The isolated lymphocytes (with Histopaque 1077 in phosphate buffer
salin on ice) from heparinized blood samples were suspended (at ~2
× 105 cells/mL) were mixed with 100 μl of 0.65% low-melting-point
agarose in PBS at 37°C and rapidly pipetted onto a frosted glass
microscope slide precoated with 100 ml of 1% agarose, spread out with
a coverslip and maintained at 4°C for 30 min to solidify. After removal
of the coverslip, the slides were immersed in lysis solution (2.5 M NaCl,
100 mM Na2EDTA, 10 mM Tris, NaOH to pH 10.0, and 1% Triton
X-100) for overnight at 4°C, to remove cellular proteins.
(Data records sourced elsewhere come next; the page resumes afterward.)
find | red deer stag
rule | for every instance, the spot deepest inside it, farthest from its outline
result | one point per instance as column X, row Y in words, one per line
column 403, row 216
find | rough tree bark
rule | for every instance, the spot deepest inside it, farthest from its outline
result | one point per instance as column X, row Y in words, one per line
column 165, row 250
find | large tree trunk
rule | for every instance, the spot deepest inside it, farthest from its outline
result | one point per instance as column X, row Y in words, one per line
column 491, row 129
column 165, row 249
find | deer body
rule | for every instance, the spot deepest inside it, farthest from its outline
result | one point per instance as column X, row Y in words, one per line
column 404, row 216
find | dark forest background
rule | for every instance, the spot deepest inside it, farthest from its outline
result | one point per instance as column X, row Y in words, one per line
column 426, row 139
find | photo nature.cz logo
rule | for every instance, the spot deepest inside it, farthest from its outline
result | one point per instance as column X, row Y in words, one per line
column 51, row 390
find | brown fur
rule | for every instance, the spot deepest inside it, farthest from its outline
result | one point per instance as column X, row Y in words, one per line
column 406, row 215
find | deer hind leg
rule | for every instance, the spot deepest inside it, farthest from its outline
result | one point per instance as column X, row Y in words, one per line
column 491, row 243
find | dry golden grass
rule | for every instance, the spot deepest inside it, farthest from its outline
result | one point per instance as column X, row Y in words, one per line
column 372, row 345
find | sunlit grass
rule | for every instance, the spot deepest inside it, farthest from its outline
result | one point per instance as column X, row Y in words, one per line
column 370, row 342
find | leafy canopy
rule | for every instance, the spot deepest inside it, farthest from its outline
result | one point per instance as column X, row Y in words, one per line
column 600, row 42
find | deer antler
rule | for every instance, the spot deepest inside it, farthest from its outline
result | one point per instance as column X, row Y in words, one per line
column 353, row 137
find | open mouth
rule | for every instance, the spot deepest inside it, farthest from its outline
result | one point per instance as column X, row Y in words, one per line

Slides were
initially placed in an electrophoresis tank containing 1 mM Na2EDTA
and 300 mM NaOH, (pH 13) for 20 min. Afterward, the tank was set
at 25 V (1.6 V/cm, 300 mA) for 20 min at an ambient temperature
of 4°C. The slides were then washed three times for 5 min each, with
Tris buffer (0.4 M Tris, pH 7.5), at 4°C before staining them with 65 μl
ethidium bromide (EtBr 20 μg/ml) for analyzing. Analysis was carried out immediately after sample collection without freezing or storing.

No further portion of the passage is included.